Colombia’s Truth Commission calls on UN to regulate drug trade

Francisco de Roux

The president of Colombia’s Truth Commission called on the global community to regulate the drug trade and “not to give us anything for war” in a speech before the United Nations.

Father Francisco de Roux was invited to the UN Security Council, which monitors a peace process in Colombia, to present the findings of the Truth Commission that investigated his country’s armed conflict.

“Armed security always asks for more weapons”

De Roux fiercely criticized the belief that “weapons provide security,” adding that “our security became a perpetual armed security, because armed security always asks for more weapons, and more justifications for deaths.”

“We created armed security to provide security to the powers that be, to systems, properties, businesses, and even security for the armed bureaucracy itself,” but failed to provide “security for people, for human beings.”

Francisco de Roux

Regulation of drugs

De Roux asked an “end to the war on drug trafficking” and rejected the notion that “drug trafficking is a national security issue, and consequently an issue of war.”

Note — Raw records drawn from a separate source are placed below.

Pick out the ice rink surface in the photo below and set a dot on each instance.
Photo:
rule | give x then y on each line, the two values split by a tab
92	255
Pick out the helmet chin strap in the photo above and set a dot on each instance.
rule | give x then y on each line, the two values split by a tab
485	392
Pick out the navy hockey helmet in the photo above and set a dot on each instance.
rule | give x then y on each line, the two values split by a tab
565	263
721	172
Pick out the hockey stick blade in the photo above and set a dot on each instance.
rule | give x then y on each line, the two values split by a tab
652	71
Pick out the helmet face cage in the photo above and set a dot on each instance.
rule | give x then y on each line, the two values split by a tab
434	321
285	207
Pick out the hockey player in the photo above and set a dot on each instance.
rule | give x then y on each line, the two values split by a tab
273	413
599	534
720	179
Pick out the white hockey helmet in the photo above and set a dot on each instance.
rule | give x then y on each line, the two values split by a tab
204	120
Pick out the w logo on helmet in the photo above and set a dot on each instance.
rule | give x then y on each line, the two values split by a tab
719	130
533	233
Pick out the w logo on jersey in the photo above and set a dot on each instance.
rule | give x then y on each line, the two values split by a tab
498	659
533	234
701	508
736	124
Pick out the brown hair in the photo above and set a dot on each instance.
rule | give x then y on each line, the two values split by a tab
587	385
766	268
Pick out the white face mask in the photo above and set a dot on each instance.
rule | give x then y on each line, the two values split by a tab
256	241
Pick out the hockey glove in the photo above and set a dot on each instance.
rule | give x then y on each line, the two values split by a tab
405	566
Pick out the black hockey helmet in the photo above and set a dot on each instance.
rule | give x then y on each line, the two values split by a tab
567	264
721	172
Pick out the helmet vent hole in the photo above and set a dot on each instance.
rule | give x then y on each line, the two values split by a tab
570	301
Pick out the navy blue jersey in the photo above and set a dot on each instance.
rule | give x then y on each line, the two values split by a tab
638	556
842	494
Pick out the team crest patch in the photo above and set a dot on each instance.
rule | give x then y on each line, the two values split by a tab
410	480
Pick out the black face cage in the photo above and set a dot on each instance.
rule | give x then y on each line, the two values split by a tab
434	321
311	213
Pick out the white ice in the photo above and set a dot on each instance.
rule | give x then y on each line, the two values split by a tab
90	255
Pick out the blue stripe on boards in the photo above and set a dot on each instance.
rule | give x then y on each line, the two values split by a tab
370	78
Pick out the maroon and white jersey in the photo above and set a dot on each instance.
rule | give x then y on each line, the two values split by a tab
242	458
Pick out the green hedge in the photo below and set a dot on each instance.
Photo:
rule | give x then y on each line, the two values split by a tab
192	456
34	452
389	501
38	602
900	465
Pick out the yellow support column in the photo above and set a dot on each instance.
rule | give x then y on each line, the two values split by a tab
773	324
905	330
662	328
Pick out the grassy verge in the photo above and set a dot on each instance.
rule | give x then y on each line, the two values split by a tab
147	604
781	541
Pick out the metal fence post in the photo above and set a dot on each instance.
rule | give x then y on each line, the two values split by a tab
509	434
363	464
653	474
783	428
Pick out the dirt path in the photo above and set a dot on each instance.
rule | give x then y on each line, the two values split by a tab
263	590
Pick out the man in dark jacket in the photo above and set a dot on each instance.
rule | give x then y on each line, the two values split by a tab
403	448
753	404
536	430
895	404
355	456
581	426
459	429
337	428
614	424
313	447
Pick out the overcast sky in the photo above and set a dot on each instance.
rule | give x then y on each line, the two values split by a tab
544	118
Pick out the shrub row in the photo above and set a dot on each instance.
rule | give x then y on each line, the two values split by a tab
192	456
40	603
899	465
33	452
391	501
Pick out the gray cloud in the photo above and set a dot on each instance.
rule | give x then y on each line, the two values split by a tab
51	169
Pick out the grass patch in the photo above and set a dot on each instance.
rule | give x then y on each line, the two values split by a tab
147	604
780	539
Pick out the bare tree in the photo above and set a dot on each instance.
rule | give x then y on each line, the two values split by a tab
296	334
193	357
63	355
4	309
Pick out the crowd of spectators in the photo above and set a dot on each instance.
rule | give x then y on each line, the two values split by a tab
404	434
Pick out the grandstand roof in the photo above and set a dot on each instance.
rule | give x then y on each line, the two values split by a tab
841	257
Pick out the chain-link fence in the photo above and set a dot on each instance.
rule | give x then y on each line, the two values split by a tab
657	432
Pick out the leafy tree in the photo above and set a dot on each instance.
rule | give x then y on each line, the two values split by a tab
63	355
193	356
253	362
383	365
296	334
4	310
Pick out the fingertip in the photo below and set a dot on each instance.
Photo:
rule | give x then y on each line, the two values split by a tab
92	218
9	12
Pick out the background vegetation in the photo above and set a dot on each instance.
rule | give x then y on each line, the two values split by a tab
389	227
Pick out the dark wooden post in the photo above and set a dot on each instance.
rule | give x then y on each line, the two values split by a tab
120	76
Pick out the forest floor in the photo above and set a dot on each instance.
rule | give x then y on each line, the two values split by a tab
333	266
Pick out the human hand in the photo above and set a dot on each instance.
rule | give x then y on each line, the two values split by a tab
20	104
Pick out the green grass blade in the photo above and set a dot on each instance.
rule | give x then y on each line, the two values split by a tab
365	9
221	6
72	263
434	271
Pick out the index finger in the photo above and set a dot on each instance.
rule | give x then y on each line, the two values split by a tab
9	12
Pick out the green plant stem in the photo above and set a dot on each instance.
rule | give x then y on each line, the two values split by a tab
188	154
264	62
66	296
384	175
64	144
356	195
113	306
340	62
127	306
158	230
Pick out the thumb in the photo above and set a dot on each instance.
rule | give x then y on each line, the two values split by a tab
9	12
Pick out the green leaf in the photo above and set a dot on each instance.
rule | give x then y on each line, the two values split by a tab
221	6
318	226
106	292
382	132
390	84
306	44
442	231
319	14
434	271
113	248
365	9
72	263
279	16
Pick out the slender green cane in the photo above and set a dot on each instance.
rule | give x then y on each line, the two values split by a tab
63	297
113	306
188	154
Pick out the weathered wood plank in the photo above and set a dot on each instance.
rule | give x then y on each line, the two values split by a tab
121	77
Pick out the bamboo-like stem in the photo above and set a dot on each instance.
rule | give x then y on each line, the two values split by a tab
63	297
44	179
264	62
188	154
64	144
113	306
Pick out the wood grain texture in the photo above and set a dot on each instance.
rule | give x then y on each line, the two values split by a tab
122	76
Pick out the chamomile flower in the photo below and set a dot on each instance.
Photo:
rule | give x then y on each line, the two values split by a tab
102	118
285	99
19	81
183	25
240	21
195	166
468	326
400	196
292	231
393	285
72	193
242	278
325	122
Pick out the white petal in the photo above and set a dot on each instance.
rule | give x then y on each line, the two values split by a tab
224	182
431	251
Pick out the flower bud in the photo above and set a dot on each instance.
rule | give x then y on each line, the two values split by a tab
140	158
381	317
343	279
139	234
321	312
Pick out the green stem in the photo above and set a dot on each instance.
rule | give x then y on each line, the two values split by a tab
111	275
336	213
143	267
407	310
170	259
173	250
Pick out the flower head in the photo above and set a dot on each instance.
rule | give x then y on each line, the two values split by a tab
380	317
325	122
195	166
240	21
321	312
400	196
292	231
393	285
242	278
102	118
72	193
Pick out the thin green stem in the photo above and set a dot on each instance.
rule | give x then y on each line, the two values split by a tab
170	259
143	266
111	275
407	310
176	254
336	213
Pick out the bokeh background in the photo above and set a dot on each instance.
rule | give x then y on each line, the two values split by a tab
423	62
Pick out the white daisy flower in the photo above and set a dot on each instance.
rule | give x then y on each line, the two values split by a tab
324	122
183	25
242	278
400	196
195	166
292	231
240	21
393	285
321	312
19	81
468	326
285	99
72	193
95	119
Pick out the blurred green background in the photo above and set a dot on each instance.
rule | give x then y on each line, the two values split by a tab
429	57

According to the Truth Commission president, the so-called War on Drugs “increased the profits” of drug trafficking instead of effectively combating the illicit trade.

Francisco de Roux

Instead, De Roux asked international cooperation of consumer countries to allow “the major mafiosi” to submit to “transitional justice processes” and reveal their “political, economic and military alliances, and the banks” laundering drug money.

The Truth Commission president additionally urged the UN to regulate the drug trade and global efforts to promote education and health policies about the consumption of drugs.

Francisco de Roux

De Roux said to be optimistic about Colombia’s youth, and young people’s dedication to peace, enterprise and the rights of women, the LGBT community and ethnic minorities.

The Truth Commission president stressed that “there we still have a long road ahead in Colombia,” but that society “has begun to understand its own tragedy and determined to look forward to a future in which we accept our injuries in order to enrich what we are as a culture and as a people with a passion for creativity, art, freedom and the reproduction of life.”